The following table shows the different characteristics, on the one hand, of a non-woven sheet (A) constituted of continuous and curled filaments of a bilaminar polyamide 6.6/polyethylene terephthalate (50/50) structure of 1.5 dtex connected by water jets under pressure according to the process described above, and, on the other hand, of a non-woven sheet (B) constituted of single layer filaments, continuous and not curled, of 1.5 dtex, and comprised by polyethylene terephthalate polyester.
The comparison of the two columns of figures permits appreciating the outstanding advantages obtained by the invention.

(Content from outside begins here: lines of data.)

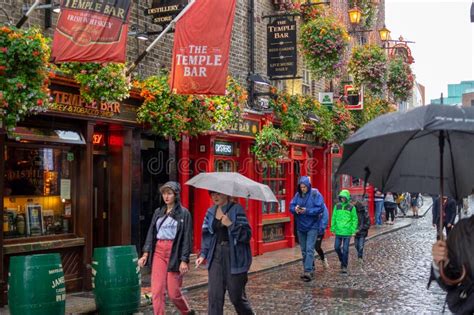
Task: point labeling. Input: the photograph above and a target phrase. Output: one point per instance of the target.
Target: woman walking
(168, 245)
(458, 254)
(225, 245)
(390, 206)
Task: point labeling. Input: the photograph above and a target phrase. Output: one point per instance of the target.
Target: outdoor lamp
(354, 15)
(258, 79)
(142, 36)
(384, 33)
(49, 6)
(472, 12)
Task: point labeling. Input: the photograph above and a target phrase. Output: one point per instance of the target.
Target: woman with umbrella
(225, 243)
(457, 253)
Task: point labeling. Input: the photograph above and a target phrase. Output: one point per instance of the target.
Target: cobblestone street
(392, 280)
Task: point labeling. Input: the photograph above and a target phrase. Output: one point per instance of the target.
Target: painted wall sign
(273, 232)
(245, 127)
(223, 148)
(281, 48)
(67, 100)
(91, 31)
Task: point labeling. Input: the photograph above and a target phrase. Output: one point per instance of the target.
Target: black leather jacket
(183, 242)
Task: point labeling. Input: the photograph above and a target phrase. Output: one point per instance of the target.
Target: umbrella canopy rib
(452, 164)
(396, 158)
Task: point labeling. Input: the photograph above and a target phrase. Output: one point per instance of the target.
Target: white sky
(444, 36)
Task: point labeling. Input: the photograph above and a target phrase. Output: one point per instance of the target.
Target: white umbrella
(233, 184)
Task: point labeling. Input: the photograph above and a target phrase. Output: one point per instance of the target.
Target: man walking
(378, 198)
(323, 224)
(362, 230)
(307, 206)
(343, 225)
(449, 214)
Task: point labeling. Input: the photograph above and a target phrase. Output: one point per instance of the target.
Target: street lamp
(384, 34)
(472, 12)
(354, 15)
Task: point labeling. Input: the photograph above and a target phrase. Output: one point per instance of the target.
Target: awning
(47, 135)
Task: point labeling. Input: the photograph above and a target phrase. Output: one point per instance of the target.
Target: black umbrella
(428, 149)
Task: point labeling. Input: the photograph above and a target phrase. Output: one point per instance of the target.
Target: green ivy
(368, 66)
(400, 79)
(270, 145)
(24, 57)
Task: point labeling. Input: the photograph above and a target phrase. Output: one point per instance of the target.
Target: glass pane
(37, 194)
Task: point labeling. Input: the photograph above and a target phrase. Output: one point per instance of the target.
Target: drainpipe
(251, 26)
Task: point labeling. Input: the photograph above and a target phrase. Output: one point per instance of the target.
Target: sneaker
(307, 277)
(325, 263)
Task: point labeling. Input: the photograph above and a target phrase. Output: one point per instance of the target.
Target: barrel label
(61, 294)
(57, 282)
(51, 271)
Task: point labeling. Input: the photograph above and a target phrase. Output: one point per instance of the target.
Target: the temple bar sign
(164, 11)
(281, 48)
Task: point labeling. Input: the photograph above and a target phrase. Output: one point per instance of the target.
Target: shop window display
(275, 178)
(37, 195)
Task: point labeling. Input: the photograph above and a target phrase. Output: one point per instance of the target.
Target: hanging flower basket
(227, 110)
(322, 125)
(369, 11)
(24, 55)
(400, 79)
(324, 42)
(368, 66)
(342, 122)
(270, 146)
(99, 82)
(290, 111)
(171, 115)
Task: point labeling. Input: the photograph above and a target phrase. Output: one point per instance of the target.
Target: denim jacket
(239, 238)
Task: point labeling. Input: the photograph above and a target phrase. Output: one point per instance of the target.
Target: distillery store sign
(164, 11)
(281, 49)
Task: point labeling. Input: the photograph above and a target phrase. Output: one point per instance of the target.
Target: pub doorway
(101, 201)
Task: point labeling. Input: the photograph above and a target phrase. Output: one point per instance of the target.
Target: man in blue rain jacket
(307, 206)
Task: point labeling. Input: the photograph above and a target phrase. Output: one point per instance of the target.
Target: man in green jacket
(343, 224)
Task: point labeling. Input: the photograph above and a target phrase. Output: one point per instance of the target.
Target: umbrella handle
(448, 280)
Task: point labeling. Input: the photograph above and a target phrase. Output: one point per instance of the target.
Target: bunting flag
(91, 31)
(201, 48)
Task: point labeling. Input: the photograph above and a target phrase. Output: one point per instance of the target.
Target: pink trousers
(162, 280)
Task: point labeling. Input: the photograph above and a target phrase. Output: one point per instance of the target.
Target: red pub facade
(272, 223)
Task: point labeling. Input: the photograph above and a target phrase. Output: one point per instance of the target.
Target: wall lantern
(354, 15)
(384, 34)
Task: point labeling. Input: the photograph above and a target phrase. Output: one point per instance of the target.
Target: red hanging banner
(201, 48)
(91, 31)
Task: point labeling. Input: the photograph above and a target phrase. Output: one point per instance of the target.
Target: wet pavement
(392, 279)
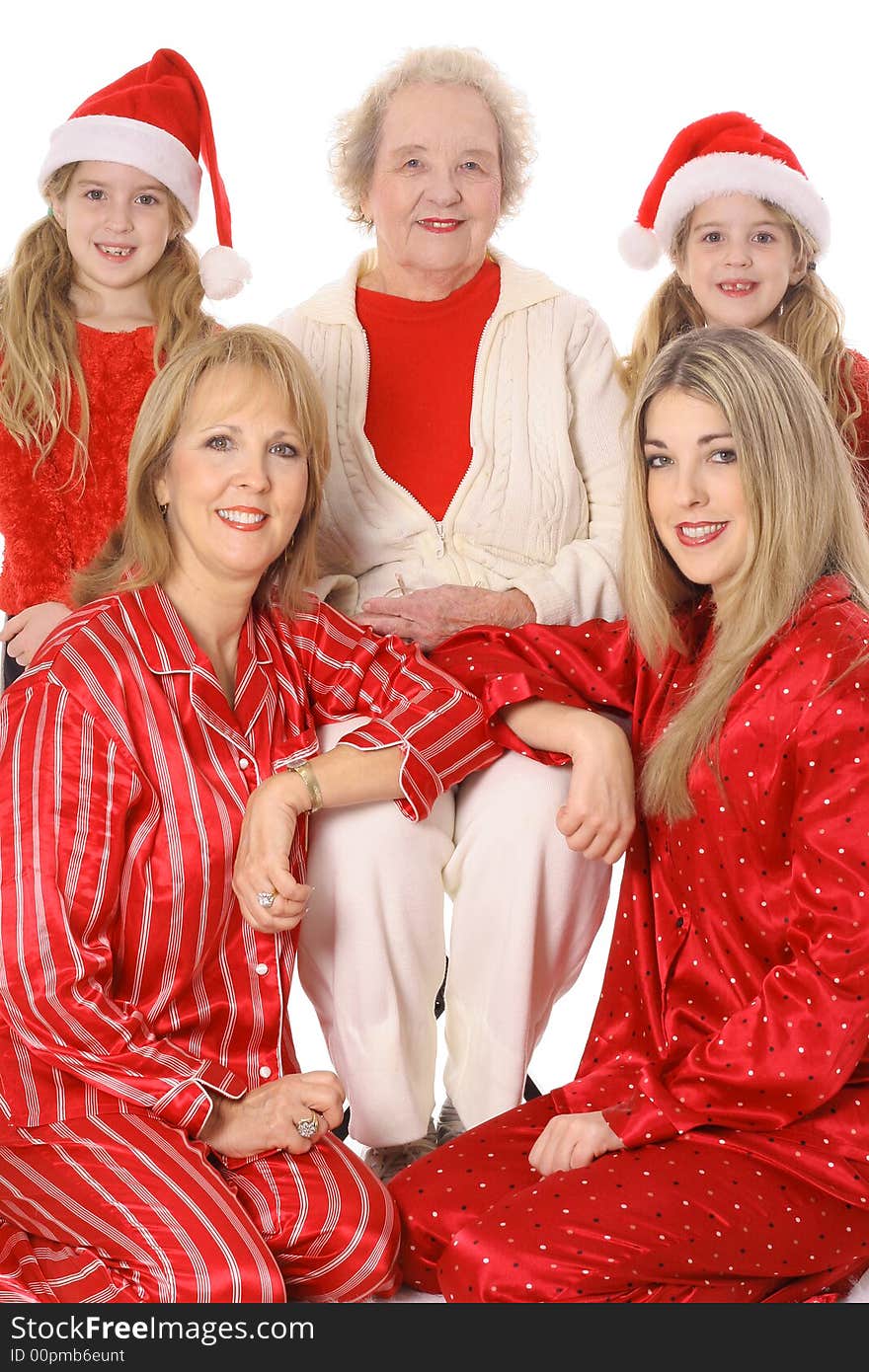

______________________________________ (A) (B)______________________________________Surface mass (g/m2) 108.5 110 SL (daN) 43.7 32.3Rupture load ST (dAN) 26.4 22.1Isotropy (%) 1.65 1.46Elongation SL (%) 84.2 72.3Elongation ST (%) 88.5 75.6Elongation/3 daN SL (%) 4.4 8.2Elongation/5 daN SL (%) 7.3 15.6Elongation/10 daN SL (%) 15.3 26.5Elongation/3 daN ST (%) 14.2 23.6Elongation/5 daN ST (%) 21.5 36.8Elongation/10 daN ST (%) 36.3 51.5Bursting energy SL (j) 42.1 21.3Bursting energy ST (j) 22.9 13.6Thickness (mm) 0.66 1.17Thermal contraction SL (%) 0.9 0.8Thermal contraction ST (%) 0.8 0.7Flexure SL (mg/cm) 846 1025Flexure ST (mg/cm) 221 348______________________________________
Of course, the invention is not limited to the embodiment described and shown in the accompanying drawing. Modifications remain possible, particularly as to the construction of the various elements or by substitution of technical equivalents, without thereby departing from the scope of protection of the invention.